Non si è fatta attendere la replica del vice presidente del Parlamento Ue Fabio Massimo Castaldo, che parla di “disonestà intellettuale”, che  “si manifesta in molti modi, tra cui riferire solo una parte delle parole di una persona che risponde a una domanda, decontestualizzandole a proprio uso e consumo. Ultimamente è uno sport molto praticato, a quanto vedo”.

“La domanda era: cosa pensi dei colleghi espulsi? Risposta: sono profondamente addolorato, tra di loro vi sono persone che stimo, a cui voglio bene, figure che reputo storiche nel movimento, è una situazione che fa soffrire tutti noi. A mio avviso (rivendichi il tuo diritto a un’opinione, addirittura a un voto in dissenso, ma a quanto pare io non ne posso usufruire? Viva la democrazia!) hanno sbagliato a votare in dissenso, mancando di rispetto alle regole del gruppo, discutere dei quesiti e delle tempistiche di confronto prima degli stessi è più che legittimo, da tempo chiedo che si cambi, ma facciamolo sempre, caso Diciotti docet che fu ben più ambiguo. Così come discuterei dei profili anonimi che votano sulla piattaforma, battaglia di trasparenza che porto avanti da tempo”.

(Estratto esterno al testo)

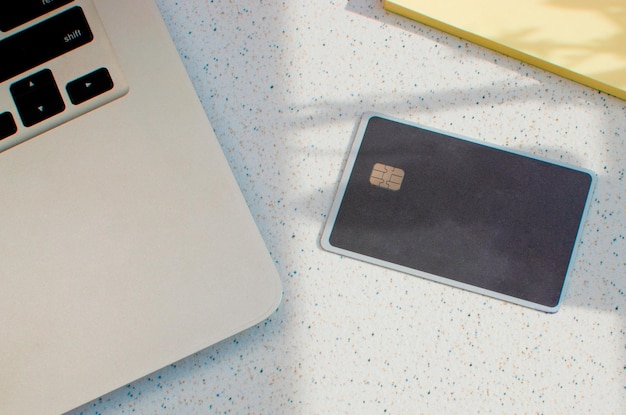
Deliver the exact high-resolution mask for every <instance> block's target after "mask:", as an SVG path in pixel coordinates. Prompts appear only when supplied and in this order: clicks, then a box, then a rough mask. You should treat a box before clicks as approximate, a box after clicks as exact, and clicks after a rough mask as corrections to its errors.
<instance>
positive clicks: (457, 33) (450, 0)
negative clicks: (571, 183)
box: [384, 0, 626, 99]
mask: <svg viewBox="0 0 626 415" xmlns="http://www.w3.org/2000/svg"><path fill="white" fill-rule="evenodd" d="M384 5H385V9H387V10H389V11H391V12H394V13H398V14H401V15H403V16H406V17H409V18H411V19H414V20H417V21H419V22H421V23H425V24H427V25H429V26H433V27H435V28H437V29H440V30H443V31H446V32H448V33H451V34H453V35H455V36H459V37H461V38H464V39H467V40H469V41H471V42H474V43H477V44H479V45H482V46H485V47H488V48H490V49H494V50H496V51H498V52H501V53H504V54H505V55H508V56H511V57H514V58H516V59H519V60H522V61H525V62H528V63H530V64H532V65H535V66H538V67H540V68H543V69H545V70H548V71H550V72H554V73H556V74H558V75H561V76H563V77H566V78H569V79H572V80H574V81H576V82H580V83H581V84H584V85H587V86H590V87H592V88H595V89H598V90H601V91H604V92H606V93H609V94H611V95H614V96H616V97H619V98H621V99H626V0H523V1H522V0H473V1H468V0H385V2H384Z"/></svg>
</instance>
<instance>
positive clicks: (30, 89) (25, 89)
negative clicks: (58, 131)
mask: <svg viewBox="0 0 626 415" xmlns="http://www.w3.org/2000/svg"><path fill="white" fill-rule="evenodd" d="M10 90H11V95H12V96H13V100H14V101H15V106H16V107H17V111H18V113H19V114H20V118H21V119H22V123H23V124H24V126H25V127H31V126H33V125H35V124H38V123H40V122H42V121H44V120H46V119H48V118H50V117H52V116H54V115H56V114H59V113H61V112H63V111H64V110H65V103H64V102H63V98H62V97H61V93H60V92H59V89H58V88H57V84H56V82H55V80H54V77H53V76H52V72H51V71H50V70H49V69H44V70H43V71H40V72H37V73H35V74H33V75H31V76H29V77H27V78H25V79H22V80H21V81H18V82H15V83H14V84H13V85H11V87H10Z"/></svg>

“Come suonano diverse le parole ricontestualizzate, vero? Ma ormai a qualcuno, anzi a qualcuna interessa solo fare propaganda a sé stessa, fare sfoggio di una pretesa fulgida superiorità morale, dimenticando che ai tempi in cui era Ministra insieme alla Lega, e le conosciamo bene le posizioni della Lega, era molto più incline a scendere a patti con la propria coscienza”.